Anyway, our colleague from QMUL was very interested in this little part of the project and suggested that we spend the afternoon, after the style of good software engineering, formalising the workflow. So that's what we did. During the course of the conversation diagrams were drawn on the whiteboard. However (and this was really the point of this post) I made notes in Haskell.

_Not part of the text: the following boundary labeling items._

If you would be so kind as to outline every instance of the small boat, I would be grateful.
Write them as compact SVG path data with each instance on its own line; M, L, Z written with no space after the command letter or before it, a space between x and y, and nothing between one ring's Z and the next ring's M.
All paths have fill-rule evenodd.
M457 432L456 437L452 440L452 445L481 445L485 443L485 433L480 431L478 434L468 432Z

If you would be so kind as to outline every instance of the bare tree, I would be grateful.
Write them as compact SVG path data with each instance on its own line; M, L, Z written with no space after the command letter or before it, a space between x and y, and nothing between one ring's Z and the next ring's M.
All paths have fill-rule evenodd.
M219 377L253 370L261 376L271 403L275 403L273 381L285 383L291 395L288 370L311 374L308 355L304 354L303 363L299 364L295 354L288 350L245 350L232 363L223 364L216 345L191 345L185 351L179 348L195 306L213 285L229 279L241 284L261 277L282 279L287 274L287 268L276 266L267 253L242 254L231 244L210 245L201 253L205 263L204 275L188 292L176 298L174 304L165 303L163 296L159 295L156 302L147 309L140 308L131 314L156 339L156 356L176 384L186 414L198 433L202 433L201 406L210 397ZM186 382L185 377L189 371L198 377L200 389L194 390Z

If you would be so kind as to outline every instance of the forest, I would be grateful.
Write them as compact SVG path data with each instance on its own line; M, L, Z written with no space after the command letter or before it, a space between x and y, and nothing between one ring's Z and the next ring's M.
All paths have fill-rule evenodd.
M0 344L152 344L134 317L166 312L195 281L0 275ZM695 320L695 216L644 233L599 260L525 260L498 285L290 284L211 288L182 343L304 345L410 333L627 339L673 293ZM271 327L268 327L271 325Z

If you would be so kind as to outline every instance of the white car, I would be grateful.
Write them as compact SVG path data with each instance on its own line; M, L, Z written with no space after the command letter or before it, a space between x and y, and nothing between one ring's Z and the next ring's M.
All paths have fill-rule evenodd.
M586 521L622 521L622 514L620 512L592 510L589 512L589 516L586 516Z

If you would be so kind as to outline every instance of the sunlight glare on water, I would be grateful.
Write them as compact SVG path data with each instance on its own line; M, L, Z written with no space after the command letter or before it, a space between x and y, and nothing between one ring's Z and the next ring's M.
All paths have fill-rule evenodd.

It occurred to me a few minutes into the conversation that laying out some types and the operations over those types that comprise our workflow is pretty much exactly the kind of formal specification we needed.

Here's what I typed:

module MusicalDocuments where

import Data.Maybe

-- A document comprises some number of openings (double page spreads)
data Document = Document [Opening]

-- An opening comprises one or two pages (usually two)
data Opening = Opening (Page, Maybe Page)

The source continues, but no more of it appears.